Tout au début les choses marchaient bien. Mais, à un moment le matériel se faisait désirer chez les maçons. Ce qui a bloqué les travaux à Touba. Un jour, il est allé récupérer le matériel de construction dans le chantier. Interpellé par le gardien, le prévenu a fait savoir à ce dernier qu’il a des bisbilles avec le fournisseur. Quelques jours après, il est revenu chercher des briques. Et comme, il faisait un peu nuit, le gardien lui a suggéré d’attendre le lendemain. C’est ainsi qu’il s’en est ouvert à la propriétaire. Mais  Cheikh Bamba Guèye est revenu le lendemain comme prévu pour prendre 520 briques qu’il a vendues au prix de 125 000 francs. Avec cette somme, il a remis 70 000 francs au gardien en guise de salaire.

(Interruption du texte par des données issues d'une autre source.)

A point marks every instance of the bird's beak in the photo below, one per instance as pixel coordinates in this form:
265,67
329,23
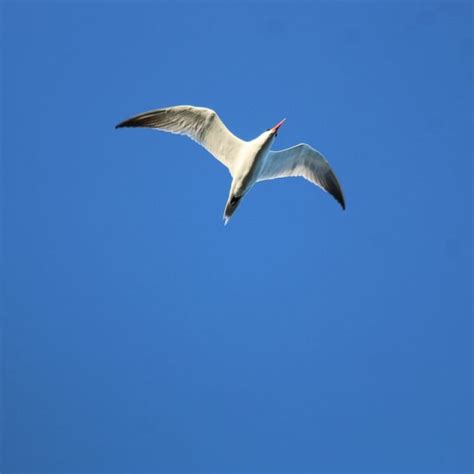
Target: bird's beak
277,126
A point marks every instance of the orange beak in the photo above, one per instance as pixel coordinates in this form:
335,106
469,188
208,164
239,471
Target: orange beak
278,125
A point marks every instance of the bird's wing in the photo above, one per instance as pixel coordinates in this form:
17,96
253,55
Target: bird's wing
302,160
201,124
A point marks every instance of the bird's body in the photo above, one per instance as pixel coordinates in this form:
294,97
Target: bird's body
247,161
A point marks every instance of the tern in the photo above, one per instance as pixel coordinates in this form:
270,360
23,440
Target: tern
247,161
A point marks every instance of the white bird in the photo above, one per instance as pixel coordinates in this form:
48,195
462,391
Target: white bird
247,161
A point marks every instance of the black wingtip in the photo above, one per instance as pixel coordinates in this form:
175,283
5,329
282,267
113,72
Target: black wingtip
122,124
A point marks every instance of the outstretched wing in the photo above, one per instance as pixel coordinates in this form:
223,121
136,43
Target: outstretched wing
302,160
201,124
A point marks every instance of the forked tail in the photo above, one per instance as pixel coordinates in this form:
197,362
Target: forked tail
230,207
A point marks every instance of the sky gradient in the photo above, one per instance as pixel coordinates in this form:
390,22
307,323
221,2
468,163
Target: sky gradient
141,335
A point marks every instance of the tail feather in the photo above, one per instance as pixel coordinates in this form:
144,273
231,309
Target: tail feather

Mais,  il n’aura pas le temps de reverser le reste de l’argent à la partie civile comme il l’a laissé entendre devant la barre. Car, il a été cueilli et placé sous mandat de dépôt pour «abus de confiance».

Il risque 2 ans ferme
Devant la barre, le prévenu n’a pas nié les faits. Seulement, il n’a pas accordé  ses violons avec la dame sur le montant du préjudice dont il est accusé. Si Ndèye Fatou soutient le montant de 7,5 millions de francs, lui ne reconnait que la somme de 5 940 000 francs.  Entendu à titre de témoin, l’entrepreneur Moussa Diop est revenu sur les modalités du travail en précisant que tout marchait bien pendant les trois premiers mois. Mais il éprouvait toutes les difficultés pour avoir du matériel pour faire correctement son travail.
Le gardien a aussi indiqué que le prévenu a bel et bien pris le matériel de construction et les briques qu’il a vendues. La partie civile a réclamé en guise de réparation la somme de 6 millions de francs. A en croire le parquet, le mis en cause est un coutumier des faits. Selon lui, l’abus de confiance ne souffre d’aucun doute, en attestent les briques qu’il a vendues.  Il a requis 2 ans de prison ferme contre le prévenu.
Une idée que ne partage pas la défense selon qui, les relations entre la partie civile et leur client sont louches. Et la plaignante n’est pas en mesure de quantifier son préjudice qu’elle estime tantôt à 7 200 000 francs ou plus alors que le prévenu ne reconnait que la somme de 5 900 000 francs. Ils ont plaidé la relaxe pure et simple en sollicitant l’expertise pour déterminer ce préjudice. L’affaire sera vidée le 5 janvier.